Он написал: «Сопоставив тексты Хьюго Гаскойна и Трунстера, я вычислил, что особняк был построен около 1389 года».
— А вторая дата?
— После последней восьмерки, — ответил он, — следует еще одна цифра, почти, но не полностью изъеденная патиной.
— Какая цифра?
— Разобрать ее нельзя, но догадаться нетрудно. Так как -й год практически миновал, это может быть только цифра 9.
— Ваш рассудок в ужасном расстройстве! — воскликнул я, вспыхивая от гнева. — Вы предполагаете — отваживаетесь утверждать — такое, с чем разум, привыкший основывать свои выводы на фактах, не в состоянии примириться!
— А вы, со своей стороны, говорите вещи попросту абсурдные, — написал он. — Полагаю, вам известна формула Архимеда, согласно которой, зная диаметр сферы, можно определить ее объем. Итак, диаметр сферы под куполом, как я установил, равен четырем с половиной футам; диаметр каждого из свинцовых шаров составляет около трети дюйма. Если допустить, что в 1389 году вся сфера была наполнена шарами, нетрудно вычислить, что из четырех с лишним миллионов ежечасно падавших шаров внутри осталось не так-то много. И действительно, в сосуде их не могло быть больше. Падение шаров никак не может продолжаться еще год. Следовательно, мы неизбежно приходим к заключению, что речь идет об указанной цифре 9.
— Понимаете ли вы, Гарфагер, — вскричал я, — какую дикость утверждаете? Поверьте, друг мой, это самое порочное распутство мысли! С помощью какой безысходной алгебры вычислили вы, что крайний срок обязан быть именно таким, что ему назначено совпасть с остановкой часового механизма? И даже если так — каково назначение всего этого? Здесь нет — и не может быть значения!

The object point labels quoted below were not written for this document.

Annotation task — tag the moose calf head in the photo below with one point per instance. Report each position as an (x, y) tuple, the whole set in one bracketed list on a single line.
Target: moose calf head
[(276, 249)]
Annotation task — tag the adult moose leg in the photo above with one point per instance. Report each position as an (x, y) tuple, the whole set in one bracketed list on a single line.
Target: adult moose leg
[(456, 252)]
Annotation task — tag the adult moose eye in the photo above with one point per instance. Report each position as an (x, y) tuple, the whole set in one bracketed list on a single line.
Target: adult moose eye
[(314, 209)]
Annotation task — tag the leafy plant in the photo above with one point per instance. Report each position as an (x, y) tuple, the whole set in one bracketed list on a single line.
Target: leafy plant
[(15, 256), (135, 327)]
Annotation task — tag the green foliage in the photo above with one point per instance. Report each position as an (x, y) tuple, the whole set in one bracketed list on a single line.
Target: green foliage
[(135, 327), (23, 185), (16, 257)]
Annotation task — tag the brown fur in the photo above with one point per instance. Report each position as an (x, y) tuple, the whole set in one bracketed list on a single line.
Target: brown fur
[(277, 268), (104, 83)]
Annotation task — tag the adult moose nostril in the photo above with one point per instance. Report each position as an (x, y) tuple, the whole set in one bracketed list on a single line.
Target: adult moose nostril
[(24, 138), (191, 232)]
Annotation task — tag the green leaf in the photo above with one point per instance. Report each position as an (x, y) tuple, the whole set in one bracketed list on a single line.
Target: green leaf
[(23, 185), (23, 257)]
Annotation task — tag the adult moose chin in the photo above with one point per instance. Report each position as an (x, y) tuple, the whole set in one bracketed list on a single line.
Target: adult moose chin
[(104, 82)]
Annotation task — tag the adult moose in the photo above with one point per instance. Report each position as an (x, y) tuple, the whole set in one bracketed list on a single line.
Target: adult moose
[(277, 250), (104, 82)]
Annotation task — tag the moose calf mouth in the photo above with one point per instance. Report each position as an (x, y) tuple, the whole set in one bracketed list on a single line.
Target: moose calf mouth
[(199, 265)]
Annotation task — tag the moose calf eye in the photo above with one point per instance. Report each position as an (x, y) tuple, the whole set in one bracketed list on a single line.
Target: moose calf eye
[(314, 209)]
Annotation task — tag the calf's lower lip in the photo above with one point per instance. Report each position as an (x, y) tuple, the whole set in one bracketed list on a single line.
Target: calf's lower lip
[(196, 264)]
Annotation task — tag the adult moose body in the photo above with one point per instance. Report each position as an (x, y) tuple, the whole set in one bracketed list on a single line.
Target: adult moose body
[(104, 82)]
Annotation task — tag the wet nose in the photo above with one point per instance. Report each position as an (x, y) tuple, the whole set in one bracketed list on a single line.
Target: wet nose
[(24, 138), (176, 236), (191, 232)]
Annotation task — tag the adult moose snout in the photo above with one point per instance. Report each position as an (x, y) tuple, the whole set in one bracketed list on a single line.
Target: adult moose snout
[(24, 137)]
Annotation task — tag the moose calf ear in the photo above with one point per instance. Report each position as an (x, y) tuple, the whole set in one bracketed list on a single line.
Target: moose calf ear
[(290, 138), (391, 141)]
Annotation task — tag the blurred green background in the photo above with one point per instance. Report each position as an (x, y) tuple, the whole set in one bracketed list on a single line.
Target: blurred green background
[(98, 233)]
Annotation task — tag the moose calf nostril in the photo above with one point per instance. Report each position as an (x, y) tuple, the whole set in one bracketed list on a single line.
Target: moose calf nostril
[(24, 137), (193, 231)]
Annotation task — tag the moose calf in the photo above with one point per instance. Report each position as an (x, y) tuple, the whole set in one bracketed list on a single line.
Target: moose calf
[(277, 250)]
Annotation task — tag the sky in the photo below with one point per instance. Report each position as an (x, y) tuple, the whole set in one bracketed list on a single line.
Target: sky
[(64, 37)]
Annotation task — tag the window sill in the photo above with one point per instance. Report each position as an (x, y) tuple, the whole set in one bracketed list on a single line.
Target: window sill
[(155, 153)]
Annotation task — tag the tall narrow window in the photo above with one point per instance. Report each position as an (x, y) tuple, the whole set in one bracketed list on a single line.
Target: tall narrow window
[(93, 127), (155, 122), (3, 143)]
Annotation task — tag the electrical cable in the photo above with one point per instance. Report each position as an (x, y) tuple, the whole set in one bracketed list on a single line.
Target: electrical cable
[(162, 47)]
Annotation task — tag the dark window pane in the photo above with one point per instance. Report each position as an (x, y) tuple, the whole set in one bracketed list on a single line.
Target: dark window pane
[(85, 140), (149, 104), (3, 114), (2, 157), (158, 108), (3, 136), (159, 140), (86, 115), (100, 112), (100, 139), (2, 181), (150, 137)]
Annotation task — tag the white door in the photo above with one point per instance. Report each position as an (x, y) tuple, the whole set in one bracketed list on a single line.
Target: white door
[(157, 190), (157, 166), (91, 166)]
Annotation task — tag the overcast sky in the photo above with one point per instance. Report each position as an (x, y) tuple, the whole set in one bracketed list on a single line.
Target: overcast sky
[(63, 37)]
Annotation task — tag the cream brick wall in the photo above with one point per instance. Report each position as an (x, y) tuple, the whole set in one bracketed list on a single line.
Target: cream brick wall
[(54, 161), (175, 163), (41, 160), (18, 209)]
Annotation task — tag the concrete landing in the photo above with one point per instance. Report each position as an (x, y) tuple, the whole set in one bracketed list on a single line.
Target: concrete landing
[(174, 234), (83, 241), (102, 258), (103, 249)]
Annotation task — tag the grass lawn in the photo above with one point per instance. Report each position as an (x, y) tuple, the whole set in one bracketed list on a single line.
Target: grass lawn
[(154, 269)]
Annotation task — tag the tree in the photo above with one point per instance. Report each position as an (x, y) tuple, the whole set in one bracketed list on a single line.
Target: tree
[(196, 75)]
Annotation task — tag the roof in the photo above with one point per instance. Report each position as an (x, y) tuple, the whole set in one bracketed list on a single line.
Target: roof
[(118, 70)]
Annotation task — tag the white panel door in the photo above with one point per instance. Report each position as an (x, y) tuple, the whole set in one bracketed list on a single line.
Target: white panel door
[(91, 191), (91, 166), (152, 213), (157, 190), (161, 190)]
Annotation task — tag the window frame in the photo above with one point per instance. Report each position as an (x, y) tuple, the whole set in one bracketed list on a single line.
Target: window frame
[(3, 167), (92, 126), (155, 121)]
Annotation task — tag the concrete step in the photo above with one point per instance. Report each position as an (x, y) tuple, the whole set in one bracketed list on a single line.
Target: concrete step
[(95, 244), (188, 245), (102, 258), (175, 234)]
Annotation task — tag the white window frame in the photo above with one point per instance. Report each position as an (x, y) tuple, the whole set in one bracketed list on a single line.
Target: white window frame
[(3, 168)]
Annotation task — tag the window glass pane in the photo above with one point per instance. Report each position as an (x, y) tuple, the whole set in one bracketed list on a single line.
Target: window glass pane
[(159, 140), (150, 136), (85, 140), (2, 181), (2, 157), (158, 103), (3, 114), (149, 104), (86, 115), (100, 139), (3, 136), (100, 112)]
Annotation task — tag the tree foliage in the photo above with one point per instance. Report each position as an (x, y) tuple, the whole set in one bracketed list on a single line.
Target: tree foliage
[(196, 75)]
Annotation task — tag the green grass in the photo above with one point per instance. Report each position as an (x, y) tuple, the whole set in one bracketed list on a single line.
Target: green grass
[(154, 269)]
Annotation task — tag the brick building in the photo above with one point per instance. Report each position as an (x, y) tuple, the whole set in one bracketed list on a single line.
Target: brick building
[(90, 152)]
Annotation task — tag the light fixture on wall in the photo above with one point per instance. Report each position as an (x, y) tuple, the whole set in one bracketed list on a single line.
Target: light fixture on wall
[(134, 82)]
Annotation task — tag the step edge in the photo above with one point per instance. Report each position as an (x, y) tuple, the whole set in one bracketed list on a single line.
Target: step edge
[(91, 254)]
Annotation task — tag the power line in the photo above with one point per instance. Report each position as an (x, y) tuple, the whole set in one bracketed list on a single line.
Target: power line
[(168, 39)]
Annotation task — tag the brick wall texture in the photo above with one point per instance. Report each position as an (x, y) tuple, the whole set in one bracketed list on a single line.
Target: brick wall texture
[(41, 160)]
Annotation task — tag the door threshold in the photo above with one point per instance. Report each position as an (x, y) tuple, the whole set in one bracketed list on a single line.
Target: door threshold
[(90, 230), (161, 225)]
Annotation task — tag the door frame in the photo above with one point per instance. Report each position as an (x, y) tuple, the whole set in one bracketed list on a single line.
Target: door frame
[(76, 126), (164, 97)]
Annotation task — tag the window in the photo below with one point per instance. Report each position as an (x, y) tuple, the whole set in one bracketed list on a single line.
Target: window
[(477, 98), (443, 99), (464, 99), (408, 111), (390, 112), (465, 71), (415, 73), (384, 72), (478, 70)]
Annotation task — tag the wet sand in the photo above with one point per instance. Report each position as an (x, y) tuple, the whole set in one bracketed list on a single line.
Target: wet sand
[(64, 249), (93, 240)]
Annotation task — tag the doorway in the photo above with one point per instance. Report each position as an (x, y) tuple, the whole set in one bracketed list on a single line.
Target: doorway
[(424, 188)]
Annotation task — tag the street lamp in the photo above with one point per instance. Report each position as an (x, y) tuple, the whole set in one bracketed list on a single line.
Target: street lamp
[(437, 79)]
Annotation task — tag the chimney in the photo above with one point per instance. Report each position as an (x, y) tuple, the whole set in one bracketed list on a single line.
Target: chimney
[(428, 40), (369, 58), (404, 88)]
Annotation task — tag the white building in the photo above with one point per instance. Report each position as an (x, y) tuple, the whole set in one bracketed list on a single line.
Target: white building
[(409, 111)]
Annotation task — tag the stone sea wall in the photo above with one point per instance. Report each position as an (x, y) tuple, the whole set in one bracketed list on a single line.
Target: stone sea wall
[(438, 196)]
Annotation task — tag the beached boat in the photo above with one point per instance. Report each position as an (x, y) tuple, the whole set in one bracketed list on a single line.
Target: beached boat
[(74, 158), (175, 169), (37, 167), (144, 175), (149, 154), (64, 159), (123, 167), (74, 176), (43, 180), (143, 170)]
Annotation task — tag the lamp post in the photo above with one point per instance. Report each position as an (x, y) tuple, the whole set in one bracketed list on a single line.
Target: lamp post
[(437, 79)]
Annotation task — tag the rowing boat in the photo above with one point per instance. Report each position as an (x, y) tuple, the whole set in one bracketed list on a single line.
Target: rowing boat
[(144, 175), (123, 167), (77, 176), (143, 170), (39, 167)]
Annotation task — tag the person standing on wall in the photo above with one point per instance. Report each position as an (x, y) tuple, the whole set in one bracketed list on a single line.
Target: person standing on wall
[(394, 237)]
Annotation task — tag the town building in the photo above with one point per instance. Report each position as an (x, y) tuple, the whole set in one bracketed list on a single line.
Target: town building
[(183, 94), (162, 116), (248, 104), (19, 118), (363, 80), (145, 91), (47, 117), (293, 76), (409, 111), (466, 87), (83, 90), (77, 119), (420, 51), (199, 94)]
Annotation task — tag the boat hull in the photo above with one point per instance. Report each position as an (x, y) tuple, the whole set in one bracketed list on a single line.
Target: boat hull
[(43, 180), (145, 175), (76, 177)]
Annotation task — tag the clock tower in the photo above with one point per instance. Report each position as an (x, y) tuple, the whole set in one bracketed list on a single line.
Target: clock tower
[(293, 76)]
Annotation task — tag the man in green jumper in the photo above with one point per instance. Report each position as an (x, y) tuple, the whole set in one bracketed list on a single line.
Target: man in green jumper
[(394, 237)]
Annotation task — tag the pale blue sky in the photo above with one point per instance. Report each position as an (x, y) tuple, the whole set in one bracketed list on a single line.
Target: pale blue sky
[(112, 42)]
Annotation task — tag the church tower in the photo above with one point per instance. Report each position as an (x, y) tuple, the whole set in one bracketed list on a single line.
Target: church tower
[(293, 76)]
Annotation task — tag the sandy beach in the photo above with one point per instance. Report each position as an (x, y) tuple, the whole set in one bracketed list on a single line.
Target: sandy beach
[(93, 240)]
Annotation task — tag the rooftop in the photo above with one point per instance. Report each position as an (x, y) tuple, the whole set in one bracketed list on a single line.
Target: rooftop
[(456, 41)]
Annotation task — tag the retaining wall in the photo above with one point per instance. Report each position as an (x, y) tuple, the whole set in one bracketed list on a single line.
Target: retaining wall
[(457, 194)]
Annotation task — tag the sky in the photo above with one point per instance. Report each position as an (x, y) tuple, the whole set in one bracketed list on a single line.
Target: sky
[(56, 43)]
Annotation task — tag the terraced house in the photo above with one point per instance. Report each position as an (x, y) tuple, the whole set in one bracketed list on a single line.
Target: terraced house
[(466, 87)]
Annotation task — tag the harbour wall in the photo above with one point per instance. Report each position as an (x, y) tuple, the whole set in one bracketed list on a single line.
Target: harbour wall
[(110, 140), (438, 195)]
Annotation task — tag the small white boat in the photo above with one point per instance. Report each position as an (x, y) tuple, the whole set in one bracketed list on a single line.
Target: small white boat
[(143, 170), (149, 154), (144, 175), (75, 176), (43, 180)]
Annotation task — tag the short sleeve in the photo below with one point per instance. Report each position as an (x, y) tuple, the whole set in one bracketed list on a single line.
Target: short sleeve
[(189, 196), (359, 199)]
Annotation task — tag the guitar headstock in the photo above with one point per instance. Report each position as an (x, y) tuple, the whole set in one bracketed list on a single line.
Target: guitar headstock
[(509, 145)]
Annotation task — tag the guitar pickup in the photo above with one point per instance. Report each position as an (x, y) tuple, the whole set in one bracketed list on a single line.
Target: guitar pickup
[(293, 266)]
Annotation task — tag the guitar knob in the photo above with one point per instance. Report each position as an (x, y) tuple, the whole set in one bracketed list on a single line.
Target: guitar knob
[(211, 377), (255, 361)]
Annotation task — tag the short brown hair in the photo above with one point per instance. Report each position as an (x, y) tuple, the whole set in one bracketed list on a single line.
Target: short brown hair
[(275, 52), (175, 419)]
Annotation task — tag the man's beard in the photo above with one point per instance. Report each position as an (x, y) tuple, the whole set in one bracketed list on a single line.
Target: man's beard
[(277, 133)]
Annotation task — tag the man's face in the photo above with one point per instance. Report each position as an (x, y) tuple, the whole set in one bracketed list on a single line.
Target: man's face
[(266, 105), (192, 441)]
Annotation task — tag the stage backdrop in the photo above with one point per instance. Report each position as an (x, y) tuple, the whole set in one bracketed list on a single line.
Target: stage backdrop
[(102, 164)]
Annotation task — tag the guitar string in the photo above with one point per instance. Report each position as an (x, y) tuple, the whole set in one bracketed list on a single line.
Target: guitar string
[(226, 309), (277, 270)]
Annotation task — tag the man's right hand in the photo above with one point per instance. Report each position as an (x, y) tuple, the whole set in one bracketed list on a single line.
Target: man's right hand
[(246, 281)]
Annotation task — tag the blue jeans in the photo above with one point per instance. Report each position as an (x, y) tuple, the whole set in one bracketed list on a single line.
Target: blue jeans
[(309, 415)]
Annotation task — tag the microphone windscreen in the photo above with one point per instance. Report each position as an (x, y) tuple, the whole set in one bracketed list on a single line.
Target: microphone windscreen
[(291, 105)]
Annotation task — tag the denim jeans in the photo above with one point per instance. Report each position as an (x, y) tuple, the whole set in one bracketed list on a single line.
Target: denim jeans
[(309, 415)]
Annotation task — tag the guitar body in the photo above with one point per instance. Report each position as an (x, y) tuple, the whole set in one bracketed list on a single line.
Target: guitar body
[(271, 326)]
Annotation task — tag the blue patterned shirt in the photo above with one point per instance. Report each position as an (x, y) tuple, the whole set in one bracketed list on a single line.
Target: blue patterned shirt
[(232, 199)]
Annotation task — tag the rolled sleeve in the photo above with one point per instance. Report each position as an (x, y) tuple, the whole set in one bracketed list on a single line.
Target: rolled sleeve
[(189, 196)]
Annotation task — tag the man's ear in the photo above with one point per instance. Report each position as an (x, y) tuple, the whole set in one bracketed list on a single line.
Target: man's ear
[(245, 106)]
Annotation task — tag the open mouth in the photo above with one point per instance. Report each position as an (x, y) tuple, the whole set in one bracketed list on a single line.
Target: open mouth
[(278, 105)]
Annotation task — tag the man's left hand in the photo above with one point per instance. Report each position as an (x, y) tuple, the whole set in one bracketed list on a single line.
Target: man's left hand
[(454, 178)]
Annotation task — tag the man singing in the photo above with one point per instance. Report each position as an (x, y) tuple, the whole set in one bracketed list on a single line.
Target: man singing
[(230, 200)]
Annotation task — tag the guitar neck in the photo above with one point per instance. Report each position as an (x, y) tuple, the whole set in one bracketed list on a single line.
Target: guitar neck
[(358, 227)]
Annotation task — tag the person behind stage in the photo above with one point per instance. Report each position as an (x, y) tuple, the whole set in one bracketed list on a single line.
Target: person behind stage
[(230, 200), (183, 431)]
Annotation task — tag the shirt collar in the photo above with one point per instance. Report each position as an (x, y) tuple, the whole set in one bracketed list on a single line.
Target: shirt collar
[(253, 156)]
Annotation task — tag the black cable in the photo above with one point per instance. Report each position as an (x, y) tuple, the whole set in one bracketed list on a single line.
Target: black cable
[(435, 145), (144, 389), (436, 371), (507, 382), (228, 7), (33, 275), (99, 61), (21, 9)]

Вы думаете, что создатель этого жилища был подобен всеведающему карлику?
— Вы что, пытаетесь разозлить меня? — возопил он. Затем лихорадочно принялся писать: «Я не знаю — клянусь вам, что решительно ничего не знаю о предназначении этого устройства! Но разве вам не очевидно, что это огромный хронометр, призванный отмечать часы — не дня, а некоего цикла? цикла продолжительностью в пятьсот лет?»
— Но это всего лишь, — неистово прокричал я, — мрачный фантом нашего воображения! злая выдумка! Как же тогда регулируется падение шаров? О, друг мой, вы заблуждаетесь — ваш разум повредился в этой вакханалии шума и грохота.
— Я не сумел выяснить, — ответил он, — посредством какого внутреннего механизма, вязкой субстанции или пружины, чье действие, несомненно, основано на вибрации дома, шары замедляются в своем падении; но искусный средневековый ремесленник, изобретший эти часы, обладал достаточными познаниями, чтобы создать такое устройство; по крайней мере, понятно, что одним из элементов замедления служит малый размер пропускного отверстия, также очевидно и то, что этот элемент по известным, хотя и трудным для понимания, законам статики перестанет действовать, когда останется не более трех шаров; последние три упадут почти одновременно.
— Ради Бога! — безрассудно воскликнул я, не пытаясь подбирать слова, — ваша мать мертва, Гарфагер! Вы же не посмеете отрицать, что не осталось никого, кроме вас и леди Сверты!
Вместо ответа он лишь наградил меня презрительным взглядом.